“When we headed up the road to Bashan, King Og of Bashan came out against us, he and all his people for battle at Edrei. Yahweh said to me, ‘Do not fear him. I have handed him over to you, along with his people and his land. Do to him as you did to King Sihon of the Amorites, who reigned in Heshbon.’ Yahweh our God also handed over to us King Og of Bashan and all his people. We struck him down until not a single survivor was left. At that time, we captured all his towns. There was no citadel that we did not take from them, sixty towns, the whole region of Argob, the kingdom of Og in Bashan. All these were fortress towns with high walls, double gates, and bars, besides a great many villages. We utterly destroyed them, as we had done to King Sihon of Heshbon. In each city we utterly destroyed men, women, and children. But all the livestock and the plunder of the towns we kept as spoil for ourselves.”

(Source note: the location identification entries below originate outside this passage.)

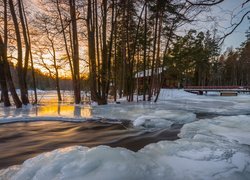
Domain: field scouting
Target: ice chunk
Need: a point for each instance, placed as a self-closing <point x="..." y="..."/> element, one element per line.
<point x="164" y="119"/>
<point x="224" y="128"/>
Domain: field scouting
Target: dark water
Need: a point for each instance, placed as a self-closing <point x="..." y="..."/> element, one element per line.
<point x="20" y="141"/>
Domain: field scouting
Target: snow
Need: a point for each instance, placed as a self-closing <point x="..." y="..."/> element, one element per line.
<point x="198" y="155"/>
<point x="214" y="147"/>
<point x="220" y="105"/>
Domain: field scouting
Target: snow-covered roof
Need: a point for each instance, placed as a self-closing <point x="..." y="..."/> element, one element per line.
<point x="148" y="72"/>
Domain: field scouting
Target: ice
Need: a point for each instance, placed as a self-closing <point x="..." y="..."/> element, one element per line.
<point x="142" y="115"/>
<point x="224" y="128"/>
<point x="164" y="118"/>
<point x="210" y="148"/>
<point x="217" y="148"/>
<point x="210" y="103"/>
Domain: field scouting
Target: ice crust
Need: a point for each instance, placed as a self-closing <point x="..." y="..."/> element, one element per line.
<point x="216" y="148"/>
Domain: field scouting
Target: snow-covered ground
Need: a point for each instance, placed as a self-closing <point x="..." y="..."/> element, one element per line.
<point x="214" y="147"/>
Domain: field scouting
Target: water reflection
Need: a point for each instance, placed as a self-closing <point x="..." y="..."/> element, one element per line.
<point x="64" y="110"/>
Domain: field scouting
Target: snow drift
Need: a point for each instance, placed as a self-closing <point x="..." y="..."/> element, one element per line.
<point x="218" y="148"/>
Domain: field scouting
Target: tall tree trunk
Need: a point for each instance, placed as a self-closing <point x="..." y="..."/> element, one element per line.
<point x="7" y="72"/>
<point x="90" y="21"/>
<point x="105" y="60"/>
<point x="56" y="71"/>
<point x="76" y="77"/>
<point x="3" y="84"/>
<point x="145" y="52"/>
<point x="26" y="42"/>
<point x="24" y="95"/>
<point x="151" y="86"/>
<point x="110" y="46"/>
<point x="31" y="57"/>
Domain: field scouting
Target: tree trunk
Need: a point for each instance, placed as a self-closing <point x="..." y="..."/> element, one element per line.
<point x="3" y="84"/>
<point x="24" y="95"/>
<point x="75" y="58"/>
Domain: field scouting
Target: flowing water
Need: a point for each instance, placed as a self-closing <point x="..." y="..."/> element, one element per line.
<point x="23" y="140"/>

This is a more detailed account of Numbers, chapter 21, where both King Sihon and King Og are defeated. They did exactly the same thing to Og as they had done to Sihon. They captured over 60 towns and villages. Not a single survivor remained. All the men, women, and children were wiped out. The Israelites took over the kingdom of Bashan and keep the spoils for themselves.
“So at that time we took from the two kings of the Amorites the land beyond the Jordan, from the Wadi Arnon to Mount Hermon. The Sidonians call Hermon Sirion, while the Amorites call it Senir. We took all the towns of the tableland, the whole of Gilead, and all Bashan, as far as Salecah and Edrei, towns of Og’s kingdom in Bashan. Now only King Og of Bashan was left of the remnant of the Rephaim. In fact his bed, an iron bed, can still be seen at Rabbah of the Ammonites. By the common cubit it is nine cubits long and four cubits wide.”

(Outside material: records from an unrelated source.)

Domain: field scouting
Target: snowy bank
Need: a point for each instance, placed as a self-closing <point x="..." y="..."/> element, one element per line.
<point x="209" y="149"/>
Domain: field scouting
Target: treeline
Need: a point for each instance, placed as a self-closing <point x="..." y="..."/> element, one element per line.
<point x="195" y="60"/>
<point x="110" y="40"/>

The two kings of the Amorites were defeated. The Israelites now possessed all the eastern land along the Jordan River form the Arnon River near the middle of the Dead Sea to Mount Hermon, near Lebanon. There was some dispute about the name of this mountain. King Og’s bed was about 13’ long and about 6’ wide, as he was one of the last of the giants.
“As for the land that we took possession of at that time, I gave to the Reubenites and the Gadites the territory north of Aroer that is on the edge of the Wadi Arnon, as well as half the hill country of Gilead with its towns. I gave to the half-tribe of Manasseh the rest of Gilead, and all Bashan, Og’s kingdom. The whole region of Argob, all that portion of Bashan had been called a land of Rephaim. Jair the Manassite acquired the whole region of Argob, as far as the border of the Geshurites and the Maacathites. He named them, Bashan, after himself, Havvoth-jair, as it is to this day. To Machir I gave Gilead. To the Reubenites and the Gadites I gave the territory from Gilead as far as the Wadi Arnon, with the middle of the Wadi as a boundary, up to the Jabbok River, the Wadi being the boundary of the Ammonites. They had the Arabah also, with the Jordan and its banks, from Chinnereth down to the sea of the Arabah, the Dead Sea, with the lower slopes of Pisgah on the east.”
This was a big area about 100 miles long and about 30 miles wide. Chinnereth was the name for the current Sea of Galilee. This is an explicit explanation of how Moses split up the territory of the east bank of the Jordan, between the Reubenites, the Gadites, and the half tribe of Manasseh, where they had just crushed everyone and everything. This was first mentioned in Numbers, chapter 32.